Plus de 5.000 personnes s'étaient réunies dans l'après-midi devant l'immense bâtiment: des Tatars d'un côté, les plus nombreux, agitant des drapeaux ukrainiens, et des partisans d'un rattachement à la Russie de l'autre, certains arborant des drapeaux russes et même un étendard rouge avec un marteau et une faucille, pour rappeler la défunte URSS.

Les Tatars, communauté de tradition musulmane, scandaient "Ukraine, Ukraine !", et, parfois, "Allah est grand !" ou "La Crimée n'est pas la Russie !".

Plusieurs cordons de policiers non armés protégeaient l'entrée de la Rada (Parlement), une immense bâtisse faisant face à la cathédrale Alexandre Nevski, aux bulbes dorés étincelants, tandis qu'une dizaine de cars de police étaient garés dans une rue adjacente.

La situation s'est tendue quand les manifestants tatars ont commencé à vouloir repousser sur le côté les militants pro-russes: des injures, des bousculades, des jets de bouteilles et quelques coups ont été échangés, mais les forces de l'ordre sont rapidement intervenues pour séparer les deux camps.

- Union européenne ou Russie ? -

"Nous soutenons Maïdan (le nouveau régime ukrainien), nous voulons entrer dans l'Union européenne", explique Saitmemet Mouratov, un hommes d'affaires tatar présent dans la foule.

"De par la géographie, il est impossible que la Crimée (située dans le sud de l'Ukraine) fasse partie de la Fédération de Russie", assène quant à elle Nara Narimonova, employée d'une ONG: "Nous voulons être avec l'Ukraine".

"Nous vivons ici depuis de très nombreuses années", souligne-t-elle, cependant qu'une autre jeune Tatare, Niyara, 24 ans, qui travaille dans l'organisation de mariages, rappelle que si les Tatars ont été déportés hors de Crimée sous Staline, ils sont désormais "des Criméens" à part entière.

"Nous voulons que l'Union européenne signe un accord d'association avec l'Ukraine, nous voulons que nos enfants vivent et étudient en Europe et qu'il n'y ait pas de provocations de la part des séparatistes russes", poursuit-elle.

A quelques mètres de là, chez les militants pro-russes, c'est un tout autre son de cloche.
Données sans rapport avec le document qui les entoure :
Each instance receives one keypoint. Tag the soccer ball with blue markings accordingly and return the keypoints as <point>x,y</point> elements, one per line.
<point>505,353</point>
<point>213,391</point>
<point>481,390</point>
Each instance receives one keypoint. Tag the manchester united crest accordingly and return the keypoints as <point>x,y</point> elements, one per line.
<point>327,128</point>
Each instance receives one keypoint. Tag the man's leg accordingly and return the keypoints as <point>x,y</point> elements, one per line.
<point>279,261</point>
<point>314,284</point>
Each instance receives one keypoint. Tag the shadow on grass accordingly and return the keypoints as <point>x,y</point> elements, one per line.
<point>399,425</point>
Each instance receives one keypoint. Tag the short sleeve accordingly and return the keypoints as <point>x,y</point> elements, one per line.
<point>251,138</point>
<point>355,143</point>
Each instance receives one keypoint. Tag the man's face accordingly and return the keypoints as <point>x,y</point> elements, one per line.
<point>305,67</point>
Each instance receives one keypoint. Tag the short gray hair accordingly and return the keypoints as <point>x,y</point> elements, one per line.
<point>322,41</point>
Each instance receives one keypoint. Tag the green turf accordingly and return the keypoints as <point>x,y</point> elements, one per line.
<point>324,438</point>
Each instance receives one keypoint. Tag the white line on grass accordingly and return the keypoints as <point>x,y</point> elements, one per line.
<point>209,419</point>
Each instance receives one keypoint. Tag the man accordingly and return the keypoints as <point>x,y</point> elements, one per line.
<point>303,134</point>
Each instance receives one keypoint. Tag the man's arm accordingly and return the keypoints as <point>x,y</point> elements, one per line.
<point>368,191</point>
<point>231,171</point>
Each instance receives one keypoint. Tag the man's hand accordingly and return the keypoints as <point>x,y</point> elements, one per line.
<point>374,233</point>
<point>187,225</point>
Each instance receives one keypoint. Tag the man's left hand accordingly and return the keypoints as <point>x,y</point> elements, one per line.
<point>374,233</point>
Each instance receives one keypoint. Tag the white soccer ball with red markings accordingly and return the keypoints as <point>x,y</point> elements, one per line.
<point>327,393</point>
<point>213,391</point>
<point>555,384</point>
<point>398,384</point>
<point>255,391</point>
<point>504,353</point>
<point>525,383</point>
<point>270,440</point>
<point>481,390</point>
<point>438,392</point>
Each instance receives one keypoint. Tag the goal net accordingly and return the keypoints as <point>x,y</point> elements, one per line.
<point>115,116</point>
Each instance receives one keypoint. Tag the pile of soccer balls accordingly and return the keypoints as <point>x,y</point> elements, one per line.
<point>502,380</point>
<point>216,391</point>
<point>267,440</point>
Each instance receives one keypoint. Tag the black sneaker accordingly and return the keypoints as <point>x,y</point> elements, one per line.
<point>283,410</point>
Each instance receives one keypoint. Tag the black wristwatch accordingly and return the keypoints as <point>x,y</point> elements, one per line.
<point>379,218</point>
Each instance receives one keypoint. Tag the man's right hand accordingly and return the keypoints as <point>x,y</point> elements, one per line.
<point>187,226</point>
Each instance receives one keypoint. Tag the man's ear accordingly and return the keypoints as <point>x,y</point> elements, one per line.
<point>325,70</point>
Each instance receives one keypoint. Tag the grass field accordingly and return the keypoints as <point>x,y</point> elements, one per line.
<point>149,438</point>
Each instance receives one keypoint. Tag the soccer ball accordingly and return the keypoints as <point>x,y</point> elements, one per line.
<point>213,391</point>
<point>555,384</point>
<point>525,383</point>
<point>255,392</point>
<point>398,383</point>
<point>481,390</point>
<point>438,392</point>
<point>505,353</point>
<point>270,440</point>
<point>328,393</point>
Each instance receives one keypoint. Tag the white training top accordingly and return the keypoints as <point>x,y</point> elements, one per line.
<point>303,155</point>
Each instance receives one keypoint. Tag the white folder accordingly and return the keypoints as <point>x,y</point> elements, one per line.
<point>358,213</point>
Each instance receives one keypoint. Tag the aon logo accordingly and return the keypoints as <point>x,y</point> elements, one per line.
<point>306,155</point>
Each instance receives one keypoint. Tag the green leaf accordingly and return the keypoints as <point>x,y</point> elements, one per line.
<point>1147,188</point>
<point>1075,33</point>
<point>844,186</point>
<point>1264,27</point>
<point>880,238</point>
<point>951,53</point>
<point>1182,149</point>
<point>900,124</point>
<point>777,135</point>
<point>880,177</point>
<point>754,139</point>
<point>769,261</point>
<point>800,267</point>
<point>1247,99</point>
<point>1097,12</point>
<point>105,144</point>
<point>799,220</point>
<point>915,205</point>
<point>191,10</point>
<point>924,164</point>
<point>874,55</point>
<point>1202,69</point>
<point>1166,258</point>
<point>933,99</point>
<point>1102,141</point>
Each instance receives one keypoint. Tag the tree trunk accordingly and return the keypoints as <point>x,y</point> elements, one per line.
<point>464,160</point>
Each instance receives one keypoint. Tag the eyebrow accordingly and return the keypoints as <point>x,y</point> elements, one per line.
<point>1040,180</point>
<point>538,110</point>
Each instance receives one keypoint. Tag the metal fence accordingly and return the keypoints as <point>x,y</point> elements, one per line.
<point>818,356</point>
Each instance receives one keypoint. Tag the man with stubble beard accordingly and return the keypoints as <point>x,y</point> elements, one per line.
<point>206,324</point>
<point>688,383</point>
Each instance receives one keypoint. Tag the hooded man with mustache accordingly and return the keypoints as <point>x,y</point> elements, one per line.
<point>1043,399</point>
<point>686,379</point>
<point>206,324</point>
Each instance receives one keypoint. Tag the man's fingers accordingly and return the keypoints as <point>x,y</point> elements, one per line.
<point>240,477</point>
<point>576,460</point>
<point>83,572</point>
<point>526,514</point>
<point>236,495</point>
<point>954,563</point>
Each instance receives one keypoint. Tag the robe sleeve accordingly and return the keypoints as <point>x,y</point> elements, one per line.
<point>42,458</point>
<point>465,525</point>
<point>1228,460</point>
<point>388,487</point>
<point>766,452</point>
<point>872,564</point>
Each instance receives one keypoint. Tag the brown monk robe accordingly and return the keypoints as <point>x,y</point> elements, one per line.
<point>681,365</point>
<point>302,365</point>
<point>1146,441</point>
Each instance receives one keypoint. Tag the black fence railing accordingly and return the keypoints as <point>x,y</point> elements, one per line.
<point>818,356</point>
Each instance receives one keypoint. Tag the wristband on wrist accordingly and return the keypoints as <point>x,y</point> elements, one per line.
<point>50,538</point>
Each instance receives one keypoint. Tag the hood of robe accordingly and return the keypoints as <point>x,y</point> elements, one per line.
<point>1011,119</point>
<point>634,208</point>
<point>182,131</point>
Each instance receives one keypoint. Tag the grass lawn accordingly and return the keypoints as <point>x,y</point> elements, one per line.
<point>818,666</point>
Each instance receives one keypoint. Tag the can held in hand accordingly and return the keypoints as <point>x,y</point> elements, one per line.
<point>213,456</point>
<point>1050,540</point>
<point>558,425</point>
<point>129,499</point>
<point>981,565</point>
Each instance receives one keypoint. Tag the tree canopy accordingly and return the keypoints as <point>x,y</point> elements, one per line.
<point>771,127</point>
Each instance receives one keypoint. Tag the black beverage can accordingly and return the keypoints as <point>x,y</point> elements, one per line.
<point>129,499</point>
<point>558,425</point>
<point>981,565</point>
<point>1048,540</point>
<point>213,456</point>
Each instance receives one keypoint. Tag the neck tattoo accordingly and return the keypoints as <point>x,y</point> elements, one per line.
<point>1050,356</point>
"Nous avons déjà fait partie de la Russie, nous voulons y revenir et tout le peuple veut y revenir", s'enflamme Ioulia, à la tête d'une petite entreprise.

"Nous ne voulons pas sur notre terre de cette guerre qui a amené ce pouvoir fasciste (à la tête de l'Ukraine), de cette guerre qui a lieu à Kiev", où plus de 80 personnes ont été tuées la semaine dernière avant le départ du président Viktor Ianoukovitch, s'emporte Alexandre, venu de Yalta, une station balnéaire de Crimée.

Le rassemblement a commencé à se disperser vers 16H00 (14H00 GMT) après que des députés furent venu lancer des appels au calme à leur sortie du Parlement.

Les pro-russes réclament l'organisation d'un référendum sur le statut de la Crimée, où les tensions séparatistes se sont accrues depuis la destitution de Viktor Ianoukovitch.

Une hypothèse rejetée par le président du parlement de Crimée, Volodymyr Konstantinov. "Le Parlement ne va pas discuter d'une sortie de la Crimée de l'Ukraine. Il s'agit d'une provocation visant à discréditer le Parlement autonome de Crimée", a indiqué son porte-parole.

Les Tatars, installés depuis le XIIIe siècle en Crimée, avant d'être déportés en Sibérie et en Asie centrale sous le régime stalinien, sont revenus dans cette péninsule après la chute de l'Union soviétique en 1991, et y représentent aujourd'hui 12% des deux millions d'habitants.

La Crimée est à présent une république autonome de l'Ukraine, mais elle abrite la Flotte russe de la Mer Noire.